Laura Méndez de Cuenca (18 August 1853 – 1 November 1928), was a Mexican writer and poet.
Laura María Luisa Elena Méndez Lefort was born on Thursday, 18 August 1853 in the Hacienda de Tamariz, Amecameca, State of Mexico. She died on 1 November 1928 due to complications related to diabetes.[1] Laura attended the Escuela de Artes y Oficios, and later taught at the Conservatorio Nacional de Música in Mexico City.[2]
Laura Méndez went against traditional catholic gender norms of her time to pursue a career as an influential teacher and writer. She entered several literary circles during her youth through which she first met and became friends with Mexican writers of the time Augustine Manuel Acuña and F. Cuenca. Beside her literary career, Méndez was also an educator. She attended several international conferences on pedagogy as a representative of Mexico. She pushed for the modernization and secularization of Mexico's schooling system which included a three-part focus on "education, hygiene, and diet".[3] While living in San Francisco, she submitted articles to numerous literary magazines which gave an international platform to her work as an active feminist.[4] She co-founded The Protectorate Society of the Woman alongside Sandoval de Zarco, advancing feminism and protecting women's rights. She is remembered for fighting for women's right to education, to work, to write, and to live freely.[5]

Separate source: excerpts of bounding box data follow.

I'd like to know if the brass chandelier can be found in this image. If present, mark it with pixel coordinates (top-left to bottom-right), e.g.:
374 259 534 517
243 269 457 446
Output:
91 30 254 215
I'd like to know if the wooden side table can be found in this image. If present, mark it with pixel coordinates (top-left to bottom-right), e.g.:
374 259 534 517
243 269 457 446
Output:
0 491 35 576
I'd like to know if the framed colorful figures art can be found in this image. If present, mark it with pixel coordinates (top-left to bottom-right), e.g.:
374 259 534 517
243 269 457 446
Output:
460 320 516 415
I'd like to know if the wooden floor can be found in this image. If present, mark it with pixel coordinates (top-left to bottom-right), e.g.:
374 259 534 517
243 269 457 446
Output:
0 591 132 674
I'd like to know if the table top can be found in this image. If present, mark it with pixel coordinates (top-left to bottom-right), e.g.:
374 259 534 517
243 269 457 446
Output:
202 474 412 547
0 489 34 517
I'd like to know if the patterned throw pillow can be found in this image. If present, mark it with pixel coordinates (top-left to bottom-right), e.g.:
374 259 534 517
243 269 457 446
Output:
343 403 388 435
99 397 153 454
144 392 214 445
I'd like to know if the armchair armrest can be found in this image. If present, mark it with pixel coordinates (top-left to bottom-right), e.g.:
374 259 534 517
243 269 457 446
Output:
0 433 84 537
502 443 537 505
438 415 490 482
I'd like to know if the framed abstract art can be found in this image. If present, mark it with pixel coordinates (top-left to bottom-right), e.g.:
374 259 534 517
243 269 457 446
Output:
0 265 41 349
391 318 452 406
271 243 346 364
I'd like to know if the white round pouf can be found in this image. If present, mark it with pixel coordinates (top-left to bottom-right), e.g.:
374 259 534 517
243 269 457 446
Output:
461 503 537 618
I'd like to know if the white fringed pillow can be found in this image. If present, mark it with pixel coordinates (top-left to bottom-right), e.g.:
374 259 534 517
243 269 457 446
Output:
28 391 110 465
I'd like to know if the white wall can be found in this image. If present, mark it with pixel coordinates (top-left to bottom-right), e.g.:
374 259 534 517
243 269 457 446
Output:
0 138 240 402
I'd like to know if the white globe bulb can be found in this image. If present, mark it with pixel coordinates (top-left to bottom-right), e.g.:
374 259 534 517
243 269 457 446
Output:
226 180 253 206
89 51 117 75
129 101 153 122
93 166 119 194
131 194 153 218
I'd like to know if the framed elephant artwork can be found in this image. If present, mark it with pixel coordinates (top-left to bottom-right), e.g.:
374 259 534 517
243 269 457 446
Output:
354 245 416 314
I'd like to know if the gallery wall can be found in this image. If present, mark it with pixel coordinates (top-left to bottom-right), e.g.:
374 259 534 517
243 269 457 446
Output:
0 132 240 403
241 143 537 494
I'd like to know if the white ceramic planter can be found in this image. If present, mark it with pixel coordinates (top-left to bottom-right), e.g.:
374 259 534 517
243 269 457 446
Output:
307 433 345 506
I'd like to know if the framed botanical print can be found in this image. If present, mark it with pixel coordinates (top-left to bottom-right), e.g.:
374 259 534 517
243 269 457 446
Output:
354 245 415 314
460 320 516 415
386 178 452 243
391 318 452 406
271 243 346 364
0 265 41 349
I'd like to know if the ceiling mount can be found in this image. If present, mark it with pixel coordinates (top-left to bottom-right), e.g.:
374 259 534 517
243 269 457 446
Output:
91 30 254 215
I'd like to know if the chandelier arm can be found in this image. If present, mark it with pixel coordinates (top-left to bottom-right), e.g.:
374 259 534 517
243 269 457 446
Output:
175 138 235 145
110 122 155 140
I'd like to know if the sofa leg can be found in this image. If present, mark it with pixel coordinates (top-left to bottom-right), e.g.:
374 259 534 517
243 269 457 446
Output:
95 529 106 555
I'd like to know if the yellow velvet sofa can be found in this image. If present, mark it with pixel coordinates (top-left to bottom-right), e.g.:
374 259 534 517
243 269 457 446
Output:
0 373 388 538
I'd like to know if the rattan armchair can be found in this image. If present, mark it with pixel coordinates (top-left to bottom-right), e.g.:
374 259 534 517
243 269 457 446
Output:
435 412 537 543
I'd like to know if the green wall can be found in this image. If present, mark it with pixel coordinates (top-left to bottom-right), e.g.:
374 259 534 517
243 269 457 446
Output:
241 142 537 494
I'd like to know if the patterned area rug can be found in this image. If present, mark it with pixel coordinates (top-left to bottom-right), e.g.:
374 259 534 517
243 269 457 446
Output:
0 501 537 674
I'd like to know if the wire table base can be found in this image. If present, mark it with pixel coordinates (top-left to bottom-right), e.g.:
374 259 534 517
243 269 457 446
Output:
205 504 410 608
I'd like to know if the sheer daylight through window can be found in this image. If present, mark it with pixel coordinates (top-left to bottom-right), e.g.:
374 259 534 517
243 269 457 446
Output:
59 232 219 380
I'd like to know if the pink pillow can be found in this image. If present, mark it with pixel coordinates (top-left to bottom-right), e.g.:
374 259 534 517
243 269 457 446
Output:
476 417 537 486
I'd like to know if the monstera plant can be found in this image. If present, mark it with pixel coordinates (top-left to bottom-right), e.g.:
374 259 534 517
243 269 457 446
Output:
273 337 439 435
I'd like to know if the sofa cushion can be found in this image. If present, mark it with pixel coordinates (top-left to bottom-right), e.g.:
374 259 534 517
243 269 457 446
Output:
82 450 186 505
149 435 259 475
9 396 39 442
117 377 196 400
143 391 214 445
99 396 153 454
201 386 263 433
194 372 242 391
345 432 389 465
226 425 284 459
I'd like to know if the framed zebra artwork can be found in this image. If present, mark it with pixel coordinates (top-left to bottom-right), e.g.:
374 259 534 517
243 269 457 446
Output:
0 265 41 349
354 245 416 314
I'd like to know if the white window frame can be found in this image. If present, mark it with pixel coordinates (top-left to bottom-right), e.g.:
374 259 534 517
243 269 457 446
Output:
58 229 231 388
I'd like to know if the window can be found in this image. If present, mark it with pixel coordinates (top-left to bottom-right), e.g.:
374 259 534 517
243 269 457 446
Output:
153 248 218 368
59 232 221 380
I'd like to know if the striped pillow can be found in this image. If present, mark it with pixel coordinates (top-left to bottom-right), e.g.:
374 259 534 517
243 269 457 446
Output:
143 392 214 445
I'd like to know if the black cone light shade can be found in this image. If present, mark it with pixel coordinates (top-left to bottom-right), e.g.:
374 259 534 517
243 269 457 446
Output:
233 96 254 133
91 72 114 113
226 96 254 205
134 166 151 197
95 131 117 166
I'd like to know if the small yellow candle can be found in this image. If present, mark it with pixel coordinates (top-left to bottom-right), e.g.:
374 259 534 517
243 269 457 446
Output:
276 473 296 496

After Dolores Correa Zapata stepped down, Méndez became director of a feminist magazine, called La Mujer Mexicana (The Mexican Woman)[6] published from 1904 to 1906. The ideology was directed to the nineteenth century culture of domesticity, but it was one of the first Mexican magazines written by women for women. The women who wrote for La Mujer Mexicana were poets, writers, teachers, lawyers, and doctors, including besides Méndez, attorney María Sandoval de Zarco; writers María Enriqueta Camarillo y Roa de Pereyra[7] and her mother Dolores Roa Bárcena, Dolores Jiménez y Muro and Dolores Correa Zapata, who was also a teacher; the medical doctors Columba Rivera, Guadalupe Sánchez and Antonia Ursúa; and the teachers Luz Fernández Vda. de Herrera and Mateana Murguía de Aveleyra. Her accessible, yet powerful writing style is remembered for its role in the early advocacy of feminism and the elegant expression of one of Mexico's great writers.
This influential article discusses the role of men and women in activism and argues that feminism was not a new fight, but a newly strong fight which has existed since the beginning of man.
"Esto que hoy llaman feminismo y que ha llenado de alarma al sexo masculino, no es en realidad, nuevo más que como impulso de solidaridad. Como fermento ha existido desde que el hombre apareció sobre la Tierra. Lo mismo en la antigüedad que en nuestros días, la mujer ha tenido participación en todas las luchas sociales" [8]
Reports by Laura Mendez de Cuenca sent from St. Louis Missouri in the early 1900s regarding elementary school education were characterized by a critical spirit unique to the time.
“Her decisions demonstrate a radical posture, her style is caustic and impassioned, her judgements are the product of a long teaching career, and in comparison with other teachers’ writings, her critical spirit is exceptional.”